Your options for displaying status over time in Grafana 9
Once upon a time, there was a straightforward good way of displaying things like alerts over time or health check failures over time in Grafana, as I wrote about in How I'm visualizing health check history in Grafana. Unfortunately Grafana broke the (once) very nice Discrete panel starting in 8.4, either through an unfixed bug or through an incompatible API change (in a minor release). As of the current Grafana 9.3.1 (as I write this), I've managed to find only five potential options among first and third party panels, none of them excellent.
To set the stage, we want to visualize a count of each type of (firing) Prometheus alert over time. Our basic range query for all panels is:
sum( max_over_time ( ALERTS[$__interval] ) ) by (alertname)
When one or more instances of an alert is firing, this will give
us a time series point with the
alertname label and a non-zero
value. When the alert isn't firing at all, there will be no time
Here, in order from best to worst, are my view of your options for displaying this in a useful, readable, and accurate way:
- A state timeline
panel, with 'merge equal consecutive values' and (I believe) more or
less default values for everything else. I use the 'green yellow
red' colour scheme and a tooltip mode of 'single'. This comes the
closest to how the old Discrete panel looked, and it's even a more
or less supported usage, as covered in Time series data with
However, don't set thresholds; if you leave things alone, it more
or less works out to different colours for each numeric count.
One unfortunate limitation of state timelines is that they'll
always jam every label you have into the Y axis, even if this
makes the label text overlap (the old Discrete panel was willing
to scroll vertically in this situation).
(State timelines are officially classified as 'beta' in Grafana 9.3.1, but they seem to work for me.)
- A stacked bar graph time series
panel, with the stacking mode set to 'normal' and the tooltip mode
set to 'all' (and you'll want the legend on).
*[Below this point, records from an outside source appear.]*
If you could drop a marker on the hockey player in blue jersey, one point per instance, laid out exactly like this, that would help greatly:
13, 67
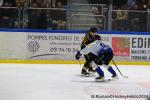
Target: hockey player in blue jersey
99, 54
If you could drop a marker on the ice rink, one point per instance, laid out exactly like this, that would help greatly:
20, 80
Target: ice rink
63, 82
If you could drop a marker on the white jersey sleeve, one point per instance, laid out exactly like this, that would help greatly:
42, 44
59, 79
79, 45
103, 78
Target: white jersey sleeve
93, 47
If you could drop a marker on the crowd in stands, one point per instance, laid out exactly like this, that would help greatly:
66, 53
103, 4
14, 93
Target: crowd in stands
55, 14
128, 15
54, 17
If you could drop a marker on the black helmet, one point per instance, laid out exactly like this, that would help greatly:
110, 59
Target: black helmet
93, 29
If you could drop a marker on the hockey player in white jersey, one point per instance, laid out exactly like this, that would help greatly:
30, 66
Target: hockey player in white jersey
99, 54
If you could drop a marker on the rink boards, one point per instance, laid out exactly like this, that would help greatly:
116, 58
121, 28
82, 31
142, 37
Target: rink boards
41, 46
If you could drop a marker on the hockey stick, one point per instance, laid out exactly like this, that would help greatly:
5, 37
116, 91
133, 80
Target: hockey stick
119, 70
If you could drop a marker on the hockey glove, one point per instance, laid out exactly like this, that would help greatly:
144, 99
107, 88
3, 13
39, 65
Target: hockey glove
78, 54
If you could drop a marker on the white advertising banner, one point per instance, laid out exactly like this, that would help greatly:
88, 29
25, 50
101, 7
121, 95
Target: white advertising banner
53, 45
63, 45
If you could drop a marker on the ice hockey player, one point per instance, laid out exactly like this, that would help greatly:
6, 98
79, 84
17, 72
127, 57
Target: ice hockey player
89, 37
99, 54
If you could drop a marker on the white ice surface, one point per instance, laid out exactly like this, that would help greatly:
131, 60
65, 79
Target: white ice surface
63, 82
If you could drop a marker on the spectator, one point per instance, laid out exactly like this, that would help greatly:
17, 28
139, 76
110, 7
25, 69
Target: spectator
1, 3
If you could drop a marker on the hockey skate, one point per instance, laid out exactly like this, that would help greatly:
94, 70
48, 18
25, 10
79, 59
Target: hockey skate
100, 79
115, 77
85, 73
91, 72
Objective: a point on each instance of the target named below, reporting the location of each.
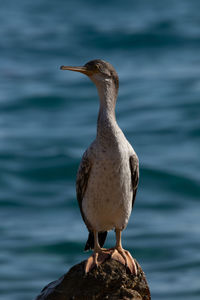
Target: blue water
(48, 118)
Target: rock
(109, 281)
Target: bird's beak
(83, 70)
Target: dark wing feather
(82, 181)
(134, 166)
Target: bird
(108, 174)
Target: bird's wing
(82, 181)
(134, 166)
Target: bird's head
(99, 71)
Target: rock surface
(109, 281)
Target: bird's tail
(90, 242)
This works and correctly
displays everything, but it can be hard to see and track small periods for
one alert if another alert was going on at the same time; the short alert's
bar just isn't very visible. But it will give you a reasonably good idea
of what's going on and how many things are going on, with distinct colors
for every different alert.
- A stacked line graph time series panel with the point size turned
up, a solid line style, and 'Connect null values' set to 'never'.
This can be easier to read than the stacked bar graph, but it has
a long-running issue where Grafana will assign incorrect colours
to various points and lines. If multiple alerts appeared and
disappeared, you'll need to switch them on and off one by one to
be sure of when each specific one actually happened. Bar graphs
don't have this mis-colouring issue but are harder to read.
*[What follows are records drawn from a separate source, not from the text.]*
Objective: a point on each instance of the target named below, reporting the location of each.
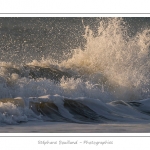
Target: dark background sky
(25, 39)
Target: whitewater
(103, 84)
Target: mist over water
(104, 59)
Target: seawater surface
(76, 70)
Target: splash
(114, 59)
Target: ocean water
(74, 70)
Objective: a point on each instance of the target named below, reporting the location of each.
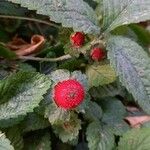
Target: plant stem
(30, 19)
(65, 57)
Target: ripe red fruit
(77, 39)
(97, 54)
(68, 94)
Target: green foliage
(93, 111)
(14, 134)
(56, 115)
(20, 93)
(5, 143)
(69, 130)
(34, 122)
(11, 9)
(132, 66)
(135, 139)
(42, 142)
(29, 116)
(142, 34)
(76, 14)
(99, 138)
(109, 90)
(120, 12)
(6, 53)
(113, 114)
(100, 75)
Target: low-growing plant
(83, 82)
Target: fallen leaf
(22, 48)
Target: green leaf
(56, 115)
(68, 130)
(6, 53)
(20, 93)
(135, 139)
(34, 122)
(142, 34)
(120, 12)
(76, 14)
(113, 115)
(5, 143)
(38, 142)
(99, 138)
(14, 134)
(131, 63)
(11, 9)
(100, 75)
(109, 90)
(93, 111)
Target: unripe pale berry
(77, 39)
(68, 94)
(97, 54)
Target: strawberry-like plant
(77, 39)
(85, 82)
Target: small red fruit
(77, 39)
(68, 94)
(97, 54)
(This issue of wrong colours has existed for a long time, even back in the old Graph panel type. I filed a bug report about it back in the Grafana 6.2.5 era in 2019, but it was closed.)
- A heatmap
panel. This will look like it's working but if you look closely
it suffers from a number of limitations, including dropping the
labels for some series (ie, some alert names) if there are too
many of them, displaying heatmap boxes that are too large
horizontally, and often not displaying accurate and minimal time
ranges for when things happened. But hey, at least it displays
something and you can get a general idea of what happened (and
all things seem to be present in the heatmap even if there's no
label for it, so you can mouse over something to see it).
(If you use a heatmap for its generally intended purpose, dropping labels is okay because they're numeric labels and you can interpolate the range. I'm abusing the heatmap panel here, and my abuse is catching up to me. The moral lesson is not to do that.)
- A status history
panel, which sounds like it should be exactly what you use here
except for the small issue that it mostly doesn't display anything.
Grafana officially describes the status history panel as 'beta'
in 9.3.1; I would describe it as 'alpha' or even 'pre-alpha'. This
has been filed as Grafana issue #51259, and has been
present since at least Grafana 9.0.1. When the status history
panel displays things, it doesn't seem to be particularly superior
to a state timeline panel for this usage.
(Like the state timeline panel, the current status history panel will jam every label into the Y axis even if this causes them to overlap.)
Only the bar graph and line graph versions allow you to selectively turn on and off displaying the timelines of some alerts, so you can easily see when one specific type was active or drop a couple of especially active alerts to get a better view at other ones. However, I find the status timeline and things like it to be a better visual overview of what's going on and when it was happening.
For our purposes, I would probably use status timeline panels as a replacement for the old Discrete panel, and continue using the (flawed) stacked line graph time series panel along side them, since no one panel is ideal for everything. In practice we are (still) freezing at the last Grafana 8.3 release and probably will be for a long time, partly because of this issue.
(Looking at my screenshot in issue #51259, I see that the Heatmap rendering seems to have gotten worse since 9.0.1, where it would at least render small boxes some of the time and might only have had the issue that labels could disappear if there were too many of them to fit.)
PS: I'd love to find out about better alternatives for this sort of 'status over time' display in Grafana. To me it seems like such an obvious thing to want so I'm always a bit surprised that there seems to be no really good solution yet.